Color is such a vital part of our world and our landscape. Colors affect our feelings and add richness and definition to our lives. Even memories and certain thoughts can be influenced by certain colors. Research says red and green are the colors we notice first. Never thought much about how colors affect us and what they mean. A box of eight basic crayons includes the colors red, blue, black, green, yellow, orange, purple, and brown. We all know red is for love and passion and I suppose anger, too. When I think of red I see cardinals and full blooming geraniums. On children’s color charts you usually see an apple.

In elementary school we are all given a picture of an apple to color and we all are given a red crayon. Don’t know why because we all see different colors of apples in our minds. An artist I interviewed once for a magazine article said giving a child a red crayon to color an apple is the first step to thwarting their creativity. I see green apples, some see yellow delicious apples, or even the black diamond apple. We all see color differently. “If you see a tree as blue, then make it blue,” — Paul Gauguin

The color orange is used for energy and vitality and shares happiness with the color yellow, which is sometimes used for hope, too. When I see an orange crayon I see a pumpkin and the yellow crayons inspires a sun with long rays in the corner of my drawing. Green, oh, so many colors of green in the spring, so green is for new beginnings and nature. Blue is for calm and sadness. The children’s color chart I looked at had a blue car but I see calm water with the color blue. I don’t see sadness with blue. The color chart pictured a cat for black and a monkey for brown. I see chocolate chip cookies when I think of the color brown and the brown color of good earth for planting vegetables and flowers. I definitely see pansies and petunias when I think of the color purple.

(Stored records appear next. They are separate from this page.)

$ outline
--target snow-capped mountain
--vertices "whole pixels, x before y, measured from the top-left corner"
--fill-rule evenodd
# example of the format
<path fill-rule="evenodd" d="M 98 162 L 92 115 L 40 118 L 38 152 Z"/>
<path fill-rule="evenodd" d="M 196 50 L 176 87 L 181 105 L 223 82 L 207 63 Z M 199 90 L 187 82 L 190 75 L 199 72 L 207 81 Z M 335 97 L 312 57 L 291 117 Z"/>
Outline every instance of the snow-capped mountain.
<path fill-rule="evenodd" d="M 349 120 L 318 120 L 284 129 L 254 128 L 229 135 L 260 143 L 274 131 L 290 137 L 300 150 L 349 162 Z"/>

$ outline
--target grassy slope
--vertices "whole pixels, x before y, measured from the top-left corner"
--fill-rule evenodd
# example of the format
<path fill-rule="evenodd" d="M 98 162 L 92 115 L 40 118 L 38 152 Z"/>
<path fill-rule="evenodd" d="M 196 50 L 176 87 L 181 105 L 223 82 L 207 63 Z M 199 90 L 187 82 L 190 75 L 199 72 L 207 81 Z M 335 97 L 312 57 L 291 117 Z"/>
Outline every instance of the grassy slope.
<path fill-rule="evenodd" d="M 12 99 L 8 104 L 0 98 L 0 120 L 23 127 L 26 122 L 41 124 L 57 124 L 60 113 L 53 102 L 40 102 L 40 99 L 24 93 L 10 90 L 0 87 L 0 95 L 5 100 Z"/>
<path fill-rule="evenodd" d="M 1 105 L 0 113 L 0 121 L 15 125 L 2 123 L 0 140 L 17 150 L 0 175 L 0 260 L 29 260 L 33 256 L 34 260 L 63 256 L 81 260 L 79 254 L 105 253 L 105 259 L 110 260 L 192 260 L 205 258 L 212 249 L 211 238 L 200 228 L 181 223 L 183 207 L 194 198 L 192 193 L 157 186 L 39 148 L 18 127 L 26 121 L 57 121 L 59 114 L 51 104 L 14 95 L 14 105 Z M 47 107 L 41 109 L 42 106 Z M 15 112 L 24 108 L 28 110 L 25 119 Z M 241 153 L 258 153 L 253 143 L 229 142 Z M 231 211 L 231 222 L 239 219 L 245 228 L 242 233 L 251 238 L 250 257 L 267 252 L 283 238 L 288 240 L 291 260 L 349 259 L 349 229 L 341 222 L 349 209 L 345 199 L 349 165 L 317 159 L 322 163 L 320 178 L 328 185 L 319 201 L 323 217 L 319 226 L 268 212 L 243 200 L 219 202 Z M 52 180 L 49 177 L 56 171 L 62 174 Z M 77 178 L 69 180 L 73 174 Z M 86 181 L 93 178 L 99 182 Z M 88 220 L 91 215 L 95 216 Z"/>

How drab the earth would be without color and all the emotions it invokes. My friend sent me some interesting color words today. I need a dictionary to learn how to pronounce them. Gonna attempt to make sentences with the words and see if you can figure out what I’m describing.

At sunset the sky was glaucous and the aureolin sun colored the sky across the horizon with soft hued lines of heliotrope, smaragdine, zaffre, and phlox. The old oaks and magnolias with their wenge trunks and eburnean blossoms highlighted the landscape that was skobeloff as darkness fell. That is a sentence from a dusty old book!

“I found I could say things with color and shapes that I couldn’t say any other way — things I had no words for,” — Georgia O’Keeffe


One response to “Color is a vital part of our landscape…”

  1. When I think of colors, I always think of happy colors first, yellow, orange, purple, blue, green. When I visit any young people today I think how dull can a house be with, gray, brown, white, cream and black. Never think of black as sad, just think of the absence of color. That is why I love an abstract painting with lots of bold, vivid colors splashed across the canvas. That is one thing that I do covet, I would love to sit down to a new canvas and just see the painting emerging through the colors, it must feel very magical. When I go over the bridge at the lake I think what color will it be today, or just how much orange, purple, plum, hot pink, salmon, yellow, red, will there be in the sunset? Sending my love to all of your people this weekend I hope all of you have a wonderful time and store up lots of memories. Love you bunches.